115. Executive Summary of a Paper Prepared in the Department of State1

LINKING RESOURCE MANAGEMENT TO DECISION-MAKING: A STRUCTURAL APPROACH

Executive Summary

As a practical matter the Secretary and the Deputy Secretary are normally unable to devote as much of their time and energy as they might wish to the management of the Department. The amount of attention afforded by them to the management task accordingly may well depend on the extent to which the resource allocation process is linked to the decision-making process.

The deliberations of the Management Reform Task Forces prompted several actions which were to provide for a closer relationship between these processes. Management Reform Bulletin No. 24 of July 1971 describes these actions which involved limited structural changes.2 In fact, the integration of the principal management functions—personnel and budget—was to be achieved without organizational change.

To institutionalize the linkage between resource management and decision-making, the structure of the Department has to be modified. This step is also required to assure the continued and orderly growth of the PARA system.3

[Page 415]

Additionally, this modification must meet certain minimal conditions for the Deputy Under Secretary for Management—the Seventh Floor principal charged with exercising the Deputy Secretary’s responsibilities for the allocation of resources—to be able to perform his core tasks.

—M must divest himself of direct supervision of activities not central to his core responsibilities.

—The main resources of the Department—personnel, budget, and management support systems (including PARA)—must be organizationally located under M and eventually integrated.

—M must have a capability for determining resource management information requirements and for developing and operating systems to satisfy these requirements.

—M must continue to provide day-to-day guidance to S/IG to ensure the interrelationship of policy and program evaluation with the PARA process.

—Management activities such as substantive and administrative reporting; regulations, directives, and delegations of authority; manpower utilization, analysis, and control; records management; etc. have to be placed in an office under M.

In a large measure the foregoing conditions echo the intent of the changes announced in MRB No. 24:

“To give concrete support to the managerial role of the Deputy Secretary, the management functions of personnel, budget, evaluation, and methods development now delegated directly to the Deputy Under Secretary for Administration [redesignated “Management”] will be delegated to him through the Deputy Secretary.”4

The required organizational changes should be implemented incrementally to permit structure and process (i.e., PARA) to develop in tandem and to minimize the impact of the disruptive energy that usually attends such realignments.

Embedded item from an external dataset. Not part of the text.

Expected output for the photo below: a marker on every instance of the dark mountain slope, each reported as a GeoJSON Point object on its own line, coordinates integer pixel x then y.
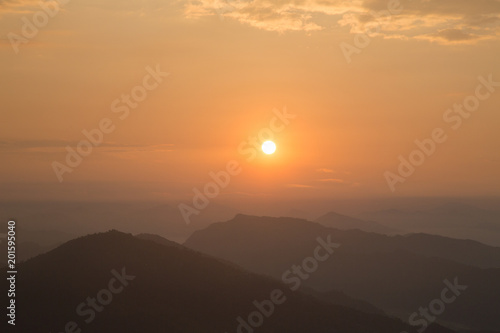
{"type": "Point", "coordinates": [174, 289]}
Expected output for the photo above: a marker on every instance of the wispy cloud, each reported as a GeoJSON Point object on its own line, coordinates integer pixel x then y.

Charts 1 and 2 depict the immediate/mid-term and long-term organizational patterns proposed to institutionalize the linkage between resource management and decision-making. These charts are at Tab A.5

An Implementation Plan and Schedule is at Tab B.

A more detailed description of the entire proposal is at Tab C.

Management Reform Bulletin No. 24 of July 1971 is at Tab D.

  1. Source: National Archives, RG 59, General Administrative Correspondence Files of the Deputy Under Secretary for Management, 1968–75: Lot 78 D 295, Reorganization 1968–73. No classification marking. The main body of the paper, dated May 1973, is attached at Tab C but not printed. Drafted by Gerald J. Goldman (M/MS) on an unspecified date in March 1973. The linkage of management and decisionmaking had previously been studied by Task Force XIII, one of 13 task forces created by Deputy Under Secretary of State for Administration William Macomber in January 1970 to study Department of State managerial problems (see Foreign Relations, 1969–1976, vol. II, Organization and Management of U.S. Foreign Policy, 1969–1972, Document 312). Task Force XIII’s recommendations and actions taken to implement them were printed in Management Reform Bulletin No. 24 on July 6, 1971. For more on the Department’s management reform progress following the task forces’ reports, see ibid., Document 336. The preface of the paper, summarized in the Executive Summary, sought further reforms in order to meet Nixon’s goal of achieving “management excellence in the Executive Branch” during his second administration.
  2. Attached at Tab D but not printed. For the text, see the Department of State Bulletin, July 26, 1971, pp. 103–109.
  3. Introduced in 1971, the Policy Analysis and Resource Allocation system (PARA) was designed, among other things, to ensure that U.S. foreign policy interests and objectives were “explicitly defined,” to improve long-range planning by identifying issues at an early stage, to stimulate “rigorous policy review and self-appraisal,” and to “ensure that the resources of the Department—and of other foreign affairs agencies—are related in the most effective way possible to policy objectives and programs.” For more on the development of PARA, see Foreign Relations, 1969–1976, vol. II, Organization and Management of U.S. Foreign Policy, 1969–1972, Document 343.
  4. Brackets in the original.
  5. Tabs A and B are attached but not printed.